Ome Yusuke, Kawamoto Kazuyuki, Park Tae Bum, Ito Tadashi, Ogasahara Keizo
Department of Surgery, Kurashiki Central Hospital, 1-1-1 Miwa, Kurashiki City, 710-8602 Okayama Japan.
Springerplus. 2015 Apr 22;4:194. doi: 10.1186/s40064-015-0965-z. eCollection 2015.
An innovative approach, called associated liver partition and portal vein ligation for staged hepatectomy(ALPPS), has made possible a marked increase in future liver remnant (FLR) volume over a short period of time, thus permitting extended hepatectomy.

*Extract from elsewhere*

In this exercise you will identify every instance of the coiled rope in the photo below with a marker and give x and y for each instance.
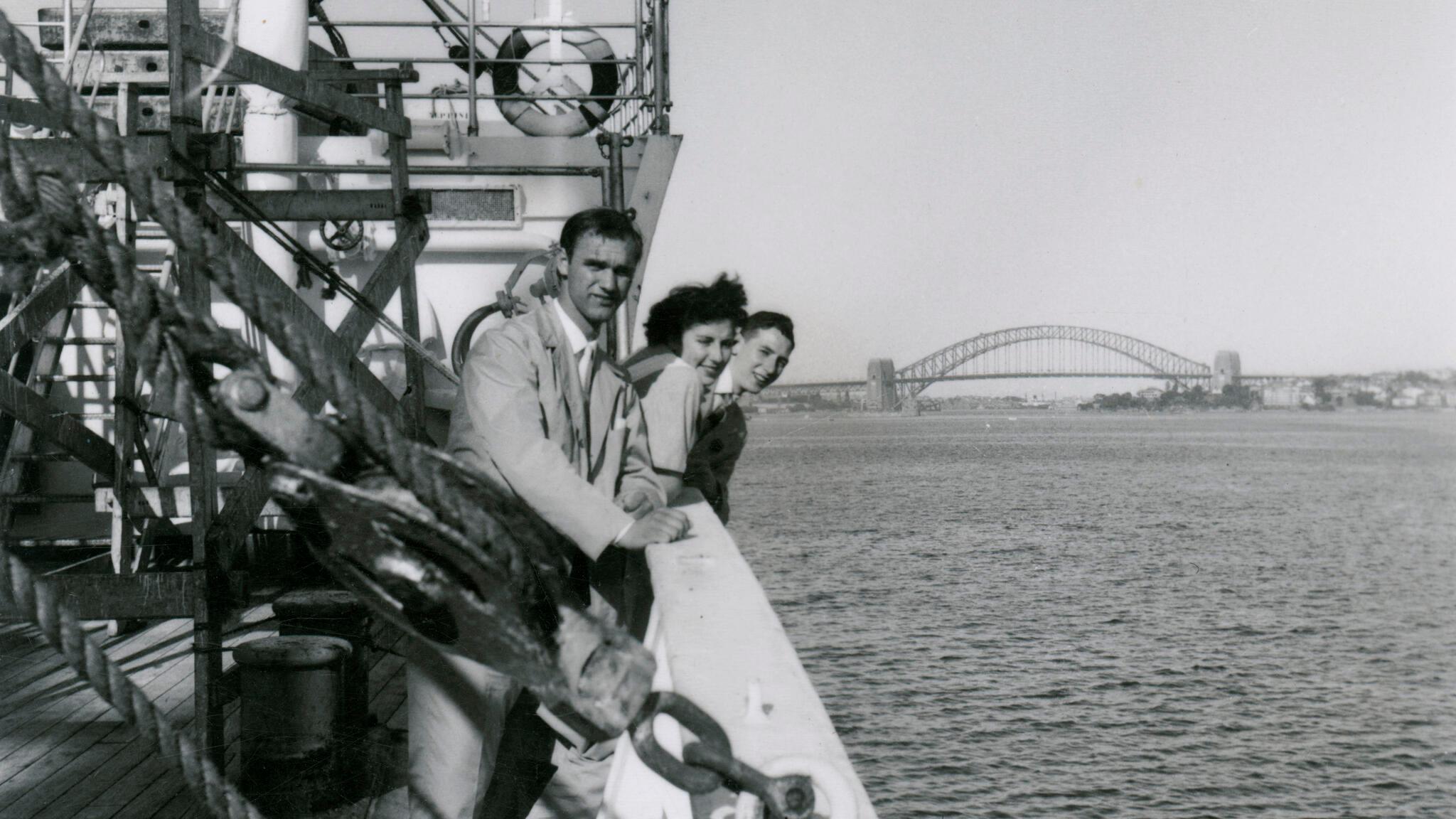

This report describes ALPPS in a 63-year-old male patient with rectal cancer and synchronous multiple liver metastases. The primary lesion was resected, followed by chemotherapy. We had planned to completely resect the metastases in both liver lobes, but CT volumetry revealed a very small FLR (364 ml, 29% of the total liver volume, 0.61% of total body weight). His indocyanine green retention rate at 15 minutes was 12.7%. Because of the risk of tumor progression in the interim, we performed ALPPS. During the first stage, the tumor in segment 3 was resected, the right lobe was mobilized, the liver was partitioned, and the right portal vein was ligated. The right hepatic artery, duct and vein were secured with vessel loops. CT on postoperative day 6 showed sufficient FLR increase (from 364 ml to 573 ml, or from 0.61% to 0.96% of total body weight) and ICGR15 improvement to 3.4%. The second stage of ALPPS was on postoperative day 7, completing resection of the metastases. The patient recovered well and was discharged 21 days after the second step.
The ALPPS approach has many advantages, but it lacks evidence of long-term results. Considering the high mortality and morbidity rates of ALPPS, it is essential to evaluate its risks and benefits in individual patients and determine the strict criteria for this surgical method.
ALPPS procedure rapidly increases FLR, permitting extended hepatectomy for patients with initially insufficient FLR.
一种名为联合肝脏分隔和门静脉结扎分期肝切除术(ALPPS)的创新方法,使得未来肝脏残余(FLR)体积在短时间内显著增加成为可能,从而允许进行扩大肝切除术。
本报告描述了一名63岁患有直肠癌并伴有同步多发肝转移的男性患者接受ALPPS手术的情况。原发灶被切除,随后进行了化疗。我们原计划完全切除两个肝叶的转移灶,但CT容积测量显示FLR非常小(364毫升,占全肝体积的29%,占总体重的0.61%)。他15分钟时的吲哚菁绿滞留率为12.7%。由于在此期间存在肿瘤进展的风险,我们实施了ALPPS手术。在第一阶段,切除了3段的肿瘤,游离了右叶,进行了肝脏分隔,并结扎了右门静脉。用血管环固定了右肝动脉、胆管和静脉。术后第6天的CT显示FLR有足够增加(从364毫升增加到573毫升,或从总体重的0.61%增加到0.96%),吲哚菁绿15分钟滞留率(ICGR15)改善至3.4%。ALPPS的第二阶段在术后第7天进行,完成了转移灶的切除。患者恢复良好,在第二步手术后21天出院。
ALPPS方法有许多优点,但缺乏长期结果的证据。考虑到ALPPS的高死亡率和发病率,在个体患者中评估其风险和益处并确定该手术方法的严格标准至关重要。
ALPPS手术可迅速增加FLR,使初始FLR不足的患者能够进行扩大肝切除术。